Each year, more than 40,000 bulls are barbarically slaughtered in bullrings around the world. From the moment they enter the ring, the bulls don't stand a chance. They may be weakened by beatings with sandbags, debilitated with laxatives, drugged, have their horns shaved to impair their navigation, or have petroleum jelly rubbed into their eyes to impair their ability to judge distance.
In a typical Spanish bullfight, the bull enters the arena and is approached by picadors—men on blindfolded horses who drive lances into the bull's back and neck muscles. This impairs the bull's ability to lift his head and defend himself. They twist and gouge the lances to ensure significant blood loss.
Then banderilleros enter on foot, distract the bull, and dart around him while plunging banderillas—brightly colored sticks with harpoon points on their ends—into his back. When the bull has become weakened from blood loss, the banderilleros run the bull in circles until he becomes dizzy and stops chasing.

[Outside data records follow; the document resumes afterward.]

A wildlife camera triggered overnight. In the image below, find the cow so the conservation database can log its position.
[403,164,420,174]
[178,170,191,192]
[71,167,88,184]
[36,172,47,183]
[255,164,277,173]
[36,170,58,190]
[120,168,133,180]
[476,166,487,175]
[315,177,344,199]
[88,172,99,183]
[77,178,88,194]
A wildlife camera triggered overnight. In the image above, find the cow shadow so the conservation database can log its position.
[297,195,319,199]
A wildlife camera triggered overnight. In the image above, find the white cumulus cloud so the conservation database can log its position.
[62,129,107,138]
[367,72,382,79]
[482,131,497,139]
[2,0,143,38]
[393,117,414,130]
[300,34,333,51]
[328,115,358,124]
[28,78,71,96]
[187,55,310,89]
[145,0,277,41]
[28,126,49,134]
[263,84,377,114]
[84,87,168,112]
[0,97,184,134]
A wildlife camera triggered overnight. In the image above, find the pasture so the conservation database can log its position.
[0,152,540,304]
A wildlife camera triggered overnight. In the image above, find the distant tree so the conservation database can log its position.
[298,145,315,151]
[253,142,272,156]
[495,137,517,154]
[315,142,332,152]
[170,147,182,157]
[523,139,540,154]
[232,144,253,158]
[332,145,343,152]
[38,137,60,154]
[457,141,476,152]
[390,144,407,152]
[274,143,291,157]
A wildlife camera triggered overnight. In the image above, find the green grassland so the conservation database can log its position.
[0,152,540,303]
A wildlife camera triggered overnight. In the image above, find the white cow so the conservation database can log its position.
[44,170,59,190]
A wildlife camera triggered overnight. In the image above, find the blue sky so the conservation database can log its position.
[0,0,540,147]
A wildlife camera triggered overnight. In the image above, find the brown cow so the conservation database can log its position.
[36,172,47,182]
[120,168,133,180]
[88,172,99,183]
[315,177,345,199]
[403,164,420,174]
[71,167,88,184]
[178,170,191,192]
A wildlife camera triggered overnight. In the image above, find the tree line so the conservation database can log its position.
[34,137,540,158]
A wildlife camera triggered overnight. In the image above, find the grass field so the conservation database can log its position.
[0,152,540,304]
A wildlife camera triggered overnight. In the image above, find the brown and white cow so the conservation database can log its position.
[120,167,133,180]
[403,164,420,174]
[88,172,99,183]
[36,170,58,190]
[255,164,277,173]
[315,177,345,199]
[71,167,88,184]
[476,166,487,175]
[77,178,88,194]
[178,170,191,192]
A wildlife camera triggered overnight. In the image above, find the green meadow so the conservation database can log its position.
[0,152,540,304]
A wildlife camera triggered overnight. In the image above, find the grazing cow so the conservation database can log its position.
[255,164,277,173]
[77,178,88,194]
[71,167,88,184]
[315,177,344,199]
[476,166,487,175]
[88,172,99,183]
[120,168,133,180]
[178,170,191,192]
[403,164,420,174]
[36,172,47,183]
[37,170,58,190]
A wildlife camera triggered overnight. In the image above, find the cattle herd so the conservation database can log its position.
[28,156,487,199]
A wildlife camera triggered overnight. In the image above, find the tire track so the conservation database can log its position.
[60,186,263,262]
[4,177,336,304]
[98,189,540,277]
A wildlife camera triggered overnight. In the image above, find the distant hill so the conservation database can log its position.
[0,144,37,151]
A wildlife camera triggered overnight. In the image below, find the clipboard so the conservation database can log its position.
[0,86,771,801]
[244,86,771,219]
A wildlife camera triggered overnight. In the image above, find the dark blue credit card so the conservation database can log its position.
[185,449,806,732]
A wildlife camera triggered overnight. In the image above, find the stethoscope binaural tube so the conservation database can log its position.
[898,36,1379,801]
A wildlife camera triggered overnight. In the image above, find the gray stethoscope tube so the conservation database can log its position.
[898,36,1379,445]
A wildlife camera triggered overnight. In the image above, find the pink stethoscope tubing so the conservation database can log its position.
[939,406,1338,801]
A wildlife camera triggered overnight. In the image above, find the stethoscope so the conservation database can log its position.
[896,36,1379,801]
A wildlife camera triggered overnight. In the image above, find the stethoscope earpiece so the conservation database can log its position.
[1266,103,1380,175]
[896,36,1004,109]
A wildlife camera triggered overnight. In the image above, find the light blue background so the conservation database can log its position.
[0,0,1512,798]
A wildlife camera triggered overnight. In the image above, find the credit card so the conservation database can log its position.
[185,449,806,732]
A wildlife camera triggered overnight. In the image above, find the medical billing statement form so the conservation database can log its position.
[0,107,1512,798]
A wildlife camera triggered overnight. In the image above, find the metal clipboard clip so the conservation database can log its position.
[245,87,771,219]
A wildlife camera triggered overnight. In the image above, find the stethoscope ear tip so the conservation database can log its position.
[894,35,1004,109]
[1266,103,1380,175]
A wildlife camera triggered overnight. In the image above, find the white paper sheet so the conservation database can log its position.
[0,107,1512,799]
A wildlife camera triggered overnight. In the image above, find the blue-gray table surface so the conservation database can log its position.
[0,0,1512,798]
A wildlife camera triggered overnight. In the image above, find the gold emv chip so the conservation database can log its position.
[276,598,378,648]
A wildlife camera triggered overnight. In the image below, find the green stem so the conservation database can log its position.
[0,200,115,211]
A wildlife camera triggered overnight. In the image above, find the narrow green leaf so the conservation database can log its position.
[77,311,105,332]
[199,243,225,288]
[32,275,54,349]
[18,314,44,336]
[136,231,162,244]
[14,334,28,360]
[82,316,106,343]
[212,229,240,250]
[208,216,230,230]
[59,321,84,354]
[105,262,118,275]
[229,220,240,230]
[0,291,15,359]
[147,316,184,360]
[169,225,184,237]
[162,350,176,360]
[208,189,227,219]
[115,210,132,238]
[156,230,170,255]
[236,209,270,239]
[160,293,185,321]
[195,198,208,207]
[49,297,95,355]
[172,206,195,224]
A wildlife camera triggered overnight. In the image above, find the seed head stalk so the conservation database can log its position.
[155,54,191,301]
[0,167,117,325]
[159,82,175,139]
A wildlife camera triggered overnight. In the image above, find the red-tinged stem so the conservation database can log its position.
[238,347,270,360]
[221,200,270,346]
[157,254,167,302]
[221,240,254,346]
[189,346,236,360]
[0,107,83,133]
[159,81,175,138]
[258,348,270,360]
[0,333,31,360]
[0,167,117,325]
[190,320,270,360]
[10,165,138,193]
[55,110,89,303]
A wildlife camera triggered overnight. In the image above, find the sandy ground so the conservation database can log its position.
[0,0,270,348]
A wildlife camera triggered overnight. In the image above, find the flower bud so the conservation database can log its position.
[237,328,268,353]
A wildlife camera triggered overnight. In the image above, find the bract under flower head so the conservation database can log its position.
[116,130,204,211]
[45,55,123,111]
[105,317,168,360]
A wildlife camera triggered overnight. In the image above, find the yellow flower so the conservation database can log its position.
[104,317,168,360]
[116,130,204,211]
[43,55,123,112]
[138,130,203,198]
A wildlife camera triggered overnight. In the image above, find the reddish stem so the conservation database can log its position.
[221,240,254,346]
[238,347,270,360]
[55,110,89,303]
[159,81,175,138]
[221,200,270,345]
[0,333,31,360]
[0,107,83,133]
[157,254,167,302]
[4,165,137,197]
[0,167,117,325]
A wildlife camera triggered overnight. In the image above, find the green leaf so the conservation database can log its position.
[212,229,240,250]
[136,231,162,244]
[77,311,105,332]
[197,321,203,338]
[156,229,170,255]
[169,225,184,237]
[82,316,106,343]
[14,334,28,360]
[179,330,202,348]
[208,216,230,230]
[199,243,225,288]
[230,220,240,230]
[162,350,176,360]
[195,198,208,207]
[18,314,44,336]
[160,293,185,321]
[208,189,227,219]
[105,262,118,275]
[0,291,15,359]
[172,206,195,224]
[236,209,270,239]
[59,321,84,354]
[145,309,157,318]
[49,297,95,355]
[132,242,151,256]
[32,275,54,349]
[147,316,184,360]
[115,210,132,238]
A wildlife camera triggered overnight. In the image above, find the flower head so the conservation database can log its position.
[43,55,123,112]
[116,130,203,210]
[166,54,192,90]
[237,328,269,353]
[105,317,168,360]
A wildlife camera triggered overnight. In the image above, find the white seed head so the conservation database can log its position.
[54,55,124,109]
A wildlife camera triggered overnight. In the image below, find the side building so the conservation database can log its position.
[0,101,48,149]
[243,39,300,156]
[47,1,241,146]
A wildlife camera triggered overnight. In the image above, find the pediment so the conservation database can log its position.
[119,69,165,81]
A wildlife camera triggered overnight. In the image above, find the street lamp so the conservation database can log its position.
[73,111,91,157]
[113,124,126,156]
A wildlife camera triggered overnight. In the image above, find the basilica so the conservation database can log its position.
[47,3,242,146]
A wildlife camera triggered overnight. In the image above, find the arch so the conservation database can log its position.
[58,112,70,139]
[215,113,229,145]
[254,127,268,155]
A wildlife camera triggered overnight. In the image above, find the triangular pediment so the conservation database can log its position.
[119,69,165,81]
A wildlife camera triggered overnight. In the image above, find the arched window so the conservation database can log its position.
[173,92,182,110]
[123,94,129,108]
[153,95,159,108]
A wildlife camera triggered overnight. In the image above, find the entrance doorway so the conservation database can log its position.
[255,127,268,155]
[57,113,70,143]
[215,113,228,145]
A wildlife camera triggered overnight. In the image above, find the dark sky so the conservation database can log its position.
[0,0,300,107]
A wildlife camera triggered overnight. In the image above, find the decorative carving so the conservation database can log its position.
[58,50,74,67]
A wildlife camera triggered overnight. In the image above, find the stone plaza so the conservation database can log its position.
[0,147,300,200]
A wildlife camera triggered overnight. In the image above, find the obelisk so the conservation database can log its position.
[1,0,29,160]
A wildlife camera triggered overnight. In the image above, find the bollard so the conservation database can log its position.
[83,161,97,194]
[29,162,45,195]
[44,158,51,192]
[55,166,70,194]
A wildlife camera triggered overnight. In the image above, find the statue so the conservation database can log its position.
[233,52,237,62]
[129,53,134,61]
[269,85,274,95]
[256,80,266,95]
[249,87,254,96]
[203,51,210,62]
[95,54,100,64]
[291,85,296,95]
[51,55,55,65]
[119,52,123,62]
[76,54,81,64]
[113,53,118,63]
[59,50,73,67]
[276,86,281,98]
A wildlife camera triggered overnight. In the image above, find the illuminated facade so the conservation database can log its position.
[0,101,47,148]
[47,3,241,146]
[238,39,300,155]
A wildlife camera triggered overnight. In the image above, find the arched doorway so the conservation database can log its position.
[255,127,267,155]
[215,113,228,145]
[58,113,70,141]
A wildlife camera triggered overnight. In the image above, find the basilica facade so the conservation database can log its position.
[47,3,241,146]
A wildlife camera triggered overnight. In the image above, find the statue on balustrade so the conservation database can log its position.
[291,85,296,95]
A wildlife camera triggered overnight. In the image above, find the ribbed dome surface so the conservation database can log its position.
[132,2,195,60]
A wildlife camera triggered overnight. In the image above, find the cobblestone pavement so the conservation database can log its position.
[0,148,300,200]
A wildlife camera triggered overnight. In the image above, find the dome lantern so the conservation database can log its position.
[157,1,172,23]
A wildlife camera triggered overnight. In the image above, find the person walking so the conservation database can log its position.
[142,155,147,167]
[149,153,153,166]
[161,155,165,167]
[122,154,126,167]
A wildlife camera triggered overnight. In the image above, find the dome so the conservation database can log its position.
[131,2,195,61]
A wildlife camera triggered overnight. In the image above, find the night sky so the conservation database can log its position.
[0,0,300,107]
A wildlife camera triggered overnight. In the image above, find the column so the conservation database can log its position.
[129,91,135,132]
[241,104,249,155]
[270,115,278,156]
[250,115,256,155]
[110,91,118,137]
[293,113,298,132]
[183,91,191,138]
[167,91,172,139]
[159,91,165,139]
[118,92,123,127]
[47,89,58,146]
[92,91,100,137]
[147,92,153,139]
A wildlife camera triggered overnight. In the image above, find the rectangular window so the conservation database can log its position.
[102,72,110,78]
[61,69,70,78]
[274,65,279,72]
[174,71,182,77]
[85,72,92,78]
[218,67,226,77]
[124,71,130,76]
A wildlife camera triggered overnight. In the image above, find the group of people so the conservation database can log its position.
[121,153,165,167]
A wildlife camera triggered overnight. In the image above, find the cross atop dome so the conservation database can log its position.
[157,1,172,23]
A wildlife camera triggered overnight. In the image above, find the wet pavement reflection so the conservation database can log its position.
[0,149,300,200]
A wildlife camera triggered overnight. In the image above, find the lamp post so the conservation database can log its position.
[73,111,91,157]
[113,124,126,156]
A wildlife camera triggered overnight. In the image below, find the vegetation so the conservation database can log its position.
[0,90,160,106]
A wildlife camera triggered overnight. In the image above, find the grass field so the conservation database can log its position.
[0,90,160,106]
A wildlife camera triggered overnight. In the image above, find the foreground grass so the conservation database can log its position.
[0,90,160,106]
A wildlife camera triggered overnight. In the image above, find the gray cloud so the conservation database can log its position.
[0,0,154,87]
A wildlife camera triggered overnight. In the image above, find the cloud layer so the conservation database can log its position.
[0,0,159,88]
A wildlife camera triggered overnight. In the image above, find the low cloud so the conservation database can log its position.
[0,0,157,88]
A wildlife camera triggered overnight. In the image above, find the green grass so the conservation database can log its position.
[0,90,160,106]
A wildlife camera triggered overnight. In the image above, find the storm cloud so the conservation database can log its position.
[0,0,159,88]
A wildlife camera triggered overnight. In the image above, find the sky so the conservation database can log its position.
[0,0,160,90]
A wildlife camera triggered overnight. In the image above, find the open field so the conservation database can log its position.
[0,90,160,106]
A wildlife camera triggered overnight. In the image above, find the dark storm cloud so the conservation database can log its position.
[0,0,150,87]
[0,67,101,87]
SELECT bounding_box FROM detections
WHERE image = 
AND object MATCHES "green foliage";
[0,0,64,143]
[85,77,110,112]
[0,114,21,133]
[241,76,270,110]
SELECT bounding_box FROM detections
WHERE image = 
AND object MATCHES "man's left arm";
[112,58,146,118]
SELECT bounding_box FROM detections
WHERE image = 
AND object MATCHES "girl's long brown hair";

Finally, the matador appears and, after provoking a few exhausted charges from the dying animal, tries to kill the bull with his sword. If he misses, succeeding only in further mutilating the animal, an executioner is called in to stab the exhausted and submissive bull to death. The dagger is supposed to cut the animal's spinal cord, but even this can be blundered, leaving the bull conscious but paralyzed as he is chained by his horns and dragged out of the arena.
If the crowd is happy with the matador, the bull's ears and tail are cut off and presented as trophies. A few minutes later, another bull enters the arena and the sadistic cycle starts again.
The tourist industry is one of the biggest supporters of bullfighting. Travel agents and bullfight promoters portray the fight as a festive and fair competition. They don't tell tourists that the bull never has a chance to defend himself, much less to survive. Most foreign visitors who witness a bullfight are repulsed, disgusted, and saddened by the cruelty of the spectacle and never want to see one again.
Tourism also keeps the cruel "Running of the Bulls" in Pamplona, Spain, in business. The bulls are kept in crowded, dark enclosures, and when they are prodded onto the streets with electric shocks, they are momentarily blinded by the sunlight. Runners hit the animals with rolled-up newspapers and twist their tails. The panicked animals often lose their footing on corners and crash into walls, breaking bones and injuring themselves. Most tourists don't know that all the bulls will later be killed in the bullring.
Opposition to bullfighting is mounting. In April 2004, the Barcelona City Council declared Barcelona an anti-bullfighting city in an effort to eventually ban this primitive blood sport, and in November 2008, the Initiative for Catalonia Greens, one of the three main political parties in Catalonia, resolved to oppose bullfighting and other forms of cruelty to animals. In total, 52 Catalán municipalities have declared themselves anti-bullfighting, and a motion has been submitted to the Catalonian Parliament that could expand existing cruelty-to-animals laws to include bullfighting. According to a Gallup survey taken in October 2006, 72 percent of Spaniards show no interest in bullfights, up from 54 percent in the 1980s.
Despite the name, Portuguese bullfights are anything but bloodless. The bull is stabbed with banderillas by a matador on horseback, causing deep wounds and significant blood loss. The bull is then tormented by eight forcados, seven of whom grab the animal's head while the eighth pulls on his tail, eventually stopping the exhausted animal. The bull is then dragged out of the arena and left bleeding to await his slaughter, hours or even days later.
Bulls aren't the only victims in bullfights. Horses are used to carry people with spears and other weapons in order to stab the bull to weaken him. Horses used in bullfights are blindfolded and sometimes have wads of newspaper stuffed in their ears so that they won't be spooked by the charging bull or the noise of the crowd. These animals are often gored as riders force them to move close to the terrified bulls, who try to protect themselves. Each year, approximately 200 horses are killed in bullrings around the world.